Last year, when the Super Typhoon Carina devastated major areas in the country, it was discovered that the budget for flood control projects was underutilized. Exactly a year later, with Crising, Dante, and Emong, it seems like despite the sufficient budget allocations that are supposed to establish projects and mechanisms that are intended to help mitigate disasters, we remain ill-prepared to withstand such disasters.

Resilience is rising after the fall—failure is staying where you landed.

Connecting the P1.47 trillion budget allotment for flood control projects since 2011, for 13 years, roughly 260 tropical cyclones entered the PAR, approximately 117 of which are landfalling typhoons. By now, we should be disaster experts. Given that amount and years of facing at least 20 typhoons annually, we should already have climate-adaptive housing, drainage systems that are continuously updated, and early warning systems that reach the most remote barangays. With that many resources and shared experiences, we should no longer be caught off guard, scrambling, and surviving instead of thriving.

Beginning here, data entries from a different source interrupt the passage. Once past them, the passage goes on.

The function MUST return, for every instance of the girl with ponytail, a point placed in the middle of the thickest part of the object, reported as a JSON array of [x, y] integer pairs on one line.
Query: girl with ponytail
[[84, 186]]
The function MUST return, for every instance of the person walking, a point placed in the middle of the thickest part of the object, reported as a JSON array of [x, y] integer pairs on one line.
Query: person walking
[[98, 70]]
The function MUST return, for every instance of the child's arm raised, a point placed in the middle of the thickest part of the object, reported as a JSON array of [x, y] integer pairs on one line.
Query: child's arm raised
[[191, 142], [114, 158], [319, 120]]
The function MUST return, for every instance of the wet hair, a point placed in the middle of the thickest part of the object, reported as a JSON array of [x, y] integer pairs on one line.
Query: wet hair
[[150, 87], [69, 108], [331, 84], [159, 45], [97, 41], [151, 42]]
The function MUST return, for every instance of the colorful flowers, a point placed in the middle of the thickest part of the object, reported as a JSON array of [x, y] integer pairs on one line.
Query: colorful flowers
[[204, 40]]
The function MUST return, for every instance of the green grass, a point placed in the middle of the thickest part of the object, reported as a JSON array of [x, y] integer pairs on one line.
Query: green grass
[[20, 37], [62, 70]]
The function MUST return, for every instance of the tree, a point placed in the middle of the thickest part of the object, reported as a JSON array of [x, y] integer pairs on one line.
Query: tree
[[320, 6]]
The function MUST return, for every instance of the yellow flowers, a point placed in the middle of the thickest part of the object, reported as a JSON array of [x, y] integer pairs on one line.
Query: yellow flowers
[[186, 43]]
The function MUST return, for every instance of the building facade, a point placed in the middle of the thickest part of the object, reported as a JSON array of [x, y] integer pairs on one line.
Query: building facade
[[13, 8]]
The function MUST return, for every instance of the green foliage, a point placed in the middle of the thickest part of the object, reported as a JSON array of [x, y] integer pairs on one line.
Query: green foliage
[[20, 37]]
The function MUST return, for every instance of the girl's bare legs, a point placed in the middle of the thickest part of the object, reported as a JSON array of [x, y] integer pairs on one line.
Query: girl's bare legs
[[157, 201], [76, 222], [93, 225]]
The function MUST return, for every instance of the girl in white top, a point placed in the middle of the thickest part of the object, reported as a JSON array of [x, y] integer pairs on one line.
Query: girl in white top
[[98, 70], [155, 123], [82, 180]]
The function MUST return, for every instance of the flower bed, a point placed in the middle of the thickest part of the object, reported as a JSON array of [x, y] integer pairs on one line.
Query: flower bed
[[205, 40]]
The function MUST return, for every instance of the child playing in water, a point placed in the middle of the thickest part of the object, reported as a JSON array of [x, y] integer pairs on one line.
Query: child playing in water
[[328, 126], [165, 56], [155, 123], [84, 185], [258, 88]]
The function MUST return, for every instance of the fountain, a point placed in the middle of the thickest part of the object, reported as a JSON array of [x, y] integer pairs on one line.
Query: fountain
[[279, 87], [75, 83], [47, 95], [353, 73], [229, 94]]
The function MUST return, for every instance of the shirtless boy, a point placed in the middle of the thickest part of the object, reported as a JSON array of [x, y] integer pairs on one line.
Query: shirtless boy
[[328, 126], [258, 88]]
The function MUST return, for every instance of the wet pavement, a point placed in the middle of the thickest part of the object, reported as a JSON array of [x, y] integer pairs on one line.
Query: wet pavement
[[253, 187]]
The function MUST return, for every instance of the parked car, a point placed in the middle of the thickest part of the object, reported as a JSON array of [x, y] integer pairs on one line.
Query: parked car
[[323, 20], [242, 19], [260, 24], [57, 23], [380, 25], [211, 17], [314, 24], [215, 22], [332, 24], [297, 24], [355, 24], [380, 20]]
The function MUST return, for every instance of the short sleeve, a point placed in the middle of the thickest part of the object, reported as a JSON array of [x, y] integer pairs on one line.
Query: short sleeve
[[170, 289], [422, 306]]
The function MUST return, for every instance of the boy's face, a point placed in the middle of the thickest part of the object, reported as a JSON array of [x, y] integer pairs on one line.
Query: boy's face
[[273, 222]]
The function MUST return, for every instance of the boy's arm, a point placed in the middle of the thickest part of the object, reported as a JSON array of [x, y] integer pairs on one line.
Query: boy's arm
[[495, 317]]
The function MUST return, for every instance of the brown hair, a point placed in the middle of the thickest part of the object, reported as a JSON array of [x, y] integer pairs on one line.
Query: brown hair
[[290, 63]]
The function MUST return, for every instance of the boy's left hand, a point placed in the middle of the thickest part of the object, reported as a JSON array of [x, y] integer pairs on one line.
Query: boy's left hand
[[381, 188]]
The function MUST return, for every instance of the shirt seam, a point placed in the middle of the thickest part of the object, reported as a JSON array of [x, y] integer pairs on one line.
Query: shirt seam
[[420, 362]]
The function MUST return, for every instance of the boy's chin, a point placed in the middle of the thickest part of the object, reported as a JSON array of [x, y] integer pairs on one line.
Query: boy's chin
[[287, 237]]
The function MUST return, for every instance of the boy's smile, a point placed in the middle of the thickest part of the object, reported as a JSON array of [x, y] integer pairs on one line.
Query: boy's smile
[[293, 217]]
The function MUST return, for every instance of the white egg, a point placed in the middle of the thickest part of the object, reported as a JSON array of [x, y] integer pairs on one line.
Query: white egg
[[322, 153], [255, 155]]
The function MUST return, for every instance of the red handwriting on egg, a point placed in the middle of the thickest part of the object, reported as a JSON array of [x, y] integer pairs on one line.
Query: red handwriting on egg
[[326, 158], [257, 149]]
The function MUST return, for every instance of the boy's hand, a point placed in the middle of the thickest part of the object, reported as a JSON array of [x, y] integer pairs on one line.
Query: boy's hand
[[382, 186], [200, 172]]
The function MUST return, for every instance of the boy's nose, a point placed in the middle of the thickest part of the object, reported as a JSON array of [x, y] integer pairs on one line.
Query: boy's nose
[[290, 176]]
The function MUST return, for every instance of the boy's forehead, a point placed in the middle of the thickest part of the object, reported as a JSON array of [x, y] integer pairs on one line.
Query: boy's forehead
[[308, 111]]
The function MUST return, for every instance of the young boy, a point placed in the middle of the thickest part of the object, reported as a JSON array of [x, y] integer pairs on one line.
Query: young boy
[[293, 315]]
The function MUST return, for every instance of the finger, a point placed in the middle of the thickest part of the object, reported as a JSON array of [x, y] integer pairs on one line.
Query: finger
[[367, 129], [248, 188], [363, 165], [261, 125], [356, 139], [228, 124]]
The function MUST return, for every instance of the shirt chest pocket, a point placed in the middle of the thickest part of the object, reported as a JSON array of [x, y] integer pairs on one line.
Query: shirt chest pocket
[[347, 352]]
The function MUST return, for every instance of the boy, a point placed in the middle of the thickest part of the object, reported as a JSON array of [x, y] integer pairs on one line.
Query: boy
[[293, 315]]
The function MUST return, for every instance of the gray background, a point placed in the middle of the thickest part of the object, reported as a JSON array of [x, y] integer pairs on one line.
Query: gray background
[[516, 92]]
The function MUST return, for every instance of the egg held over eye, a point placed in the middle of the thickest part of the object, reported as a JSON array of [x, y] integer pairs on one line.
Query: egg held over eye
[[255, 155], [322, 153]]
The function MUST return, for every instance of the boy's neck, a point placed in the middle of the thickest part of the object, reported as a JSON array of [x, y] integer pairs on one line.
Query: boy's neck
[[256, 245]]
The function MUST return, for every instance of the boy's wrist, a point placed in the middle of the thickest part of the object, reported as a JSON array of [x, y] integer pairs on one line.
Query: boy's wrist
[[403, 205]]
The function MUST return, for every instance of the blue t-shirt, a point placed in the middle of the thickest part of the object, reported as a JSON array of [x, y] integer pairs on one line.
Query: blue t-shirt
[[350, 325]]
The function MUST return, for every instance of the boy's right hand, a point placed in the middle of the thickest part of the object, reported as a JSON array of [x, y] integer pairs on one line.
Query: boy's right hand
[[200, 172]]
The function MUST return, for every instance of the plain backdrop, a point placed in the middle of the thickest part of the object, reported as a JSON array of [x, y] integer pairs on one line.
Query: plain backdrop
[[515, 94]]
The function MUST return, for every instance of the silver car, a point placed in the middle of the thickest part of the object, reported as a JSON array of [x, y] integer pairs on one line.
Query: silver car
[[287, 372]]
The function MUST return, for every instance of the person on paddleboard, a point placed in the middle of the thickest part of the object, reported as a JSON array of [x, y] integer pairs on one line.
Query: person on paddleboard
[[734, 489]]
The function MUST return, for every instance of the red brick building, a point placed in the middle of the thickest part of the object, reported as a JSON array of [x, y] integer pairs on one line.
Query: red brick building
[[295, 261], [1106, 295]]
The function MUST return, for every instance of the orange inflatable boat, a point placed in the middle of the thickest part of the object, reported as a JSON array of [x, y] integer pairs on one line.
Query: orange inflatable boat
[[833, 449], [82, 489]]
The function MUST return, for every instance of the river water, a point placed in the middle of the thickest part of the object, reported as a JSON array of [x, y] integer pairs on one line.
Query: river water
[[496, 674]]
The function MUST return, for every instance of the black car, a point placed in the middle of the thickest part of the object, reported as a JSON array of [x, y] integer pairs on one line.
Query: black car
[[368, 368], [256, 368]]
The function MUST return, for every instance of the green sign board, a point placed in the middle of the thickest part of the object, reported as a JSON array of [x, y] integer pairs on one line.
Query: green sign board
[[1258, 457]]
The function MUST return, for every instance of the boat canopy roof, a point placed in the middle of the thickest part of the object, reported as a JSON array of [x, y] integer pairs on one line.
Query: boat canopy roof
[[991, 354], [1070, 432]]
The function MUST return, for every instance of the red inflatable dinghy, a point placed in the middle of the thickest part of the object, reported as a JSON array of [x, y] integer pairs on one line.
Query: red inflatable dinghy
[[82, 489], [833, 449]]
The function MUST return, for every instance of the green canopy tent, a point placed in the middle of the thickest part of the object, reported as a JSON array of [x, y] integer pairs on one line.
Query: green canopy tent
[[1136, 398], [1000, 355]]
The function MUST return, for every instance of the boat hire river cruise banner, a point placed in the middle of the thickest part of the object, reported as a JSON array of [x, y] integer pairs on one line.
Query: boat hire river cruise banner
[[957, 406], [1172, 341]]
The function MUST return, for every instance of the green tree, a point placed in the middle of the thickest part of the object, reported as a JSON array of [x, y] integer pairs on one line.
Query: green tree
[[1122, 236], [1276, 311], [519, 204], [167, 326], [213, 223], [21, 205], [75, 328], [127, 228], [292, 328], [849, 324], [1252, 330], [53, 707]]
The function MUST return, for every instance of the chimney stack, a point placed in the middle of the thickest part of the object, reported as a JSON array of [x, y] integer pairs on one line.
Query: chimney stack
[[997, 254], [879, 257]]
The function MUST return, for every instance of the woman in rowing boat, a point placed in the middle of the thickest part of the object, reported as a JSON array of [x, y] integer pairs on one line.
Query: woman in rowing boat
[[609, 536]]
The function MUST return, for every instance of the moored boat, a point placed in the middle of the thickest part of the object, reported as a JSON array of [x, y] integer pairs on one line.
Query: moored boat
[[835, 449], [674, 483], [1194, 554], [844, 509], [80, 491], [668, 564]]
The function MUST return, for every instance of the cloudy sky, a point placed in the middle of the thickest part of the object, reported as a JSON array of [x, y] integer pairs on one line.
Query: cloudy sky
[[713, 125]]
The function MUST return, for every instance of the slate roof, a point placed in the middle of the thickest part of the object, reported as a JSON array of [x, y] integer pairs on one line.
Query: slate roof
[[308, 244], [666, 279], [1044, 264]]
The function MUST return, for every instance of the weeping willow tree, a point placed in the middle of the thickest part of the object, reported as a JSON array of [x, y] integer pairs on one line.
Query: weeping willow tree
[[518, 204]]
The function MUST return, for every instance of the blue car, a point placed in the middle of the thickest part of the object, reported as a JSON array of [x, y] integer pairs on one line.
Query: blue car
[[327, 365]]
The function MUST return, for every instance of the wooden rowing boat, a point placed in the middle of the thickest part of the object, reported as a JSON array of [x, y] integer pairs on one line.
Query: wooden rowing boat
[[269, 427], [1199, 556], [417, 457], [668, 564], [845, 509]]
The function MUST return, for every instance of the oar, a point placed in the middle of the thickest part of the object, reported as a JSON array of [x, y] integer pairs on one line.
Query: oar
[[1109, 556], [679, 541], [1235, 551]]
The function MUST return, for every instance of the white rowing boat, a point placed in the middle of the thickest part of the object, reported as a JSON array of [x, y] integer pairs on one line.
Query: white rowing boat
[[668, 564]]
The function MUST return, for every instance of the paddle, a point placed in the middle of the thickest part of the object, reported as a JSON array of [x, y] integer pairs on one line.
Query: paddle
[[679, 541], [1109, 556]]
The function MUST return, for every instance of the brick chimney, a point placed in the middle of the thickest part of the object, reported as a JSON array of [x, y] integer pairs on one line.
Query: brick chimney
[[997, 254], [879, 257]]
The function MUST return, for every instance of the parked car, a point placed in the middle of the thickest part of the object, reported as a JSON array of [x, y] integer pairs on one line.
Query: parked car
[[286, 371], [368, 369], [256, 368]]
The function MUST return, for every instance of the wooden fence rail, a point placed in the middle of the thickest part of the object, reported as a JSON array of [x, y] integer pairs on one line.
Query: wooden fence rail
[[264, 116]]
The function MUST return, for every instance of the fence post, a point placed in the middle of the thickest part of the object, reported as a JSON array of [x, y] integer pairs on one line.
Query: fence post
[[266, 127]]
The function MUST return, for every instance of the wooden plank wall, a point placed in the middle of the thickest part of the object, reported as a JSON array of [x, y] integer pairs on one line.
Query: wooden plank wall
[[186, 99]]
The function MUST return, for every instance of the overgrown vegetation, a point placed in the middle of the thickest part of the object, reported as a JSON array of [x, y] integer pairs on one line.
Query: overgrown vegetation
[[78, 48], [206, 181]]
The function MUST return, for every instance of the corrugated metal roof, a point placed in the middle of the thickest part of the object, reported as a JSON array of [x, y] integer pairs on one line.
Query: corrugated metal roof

Though the budget of the country’s development work sector is consistently increased annually, we still yet to experience these whenever the country is hit by landfalling typhoons. Despite having the data and knowing when these typhoons would impact families across the nation, we still seem to be profoundly unprepared to face such disasters. 

Resilience is rising after the fall. That’s what Filipinos are good at. But that can only become a reality if the people have safe homes, efficient response systems, and leaders who show up before, during, and after a disaster strikes. We deserve more than praise for our strength. We deserve basic infrastructure that does not fail in a time when climate change continues to accelerate.

As a Filipino, I don’t just want to be called resilient. I want to be thriving. For over 30 years, our country has faced about USD20 billion in cumulative damages due to typhoons alone. These figures aren’t just numbers. They are lives affected behind them. May this be a reminder that being proud of our spirit should not blind us to what needs to change. True resilience is not about bouncing back—it’s about doing better to avoid suffering the same way again.

And until we do that, we’re not being resilient—we’re being failed. Over and over again.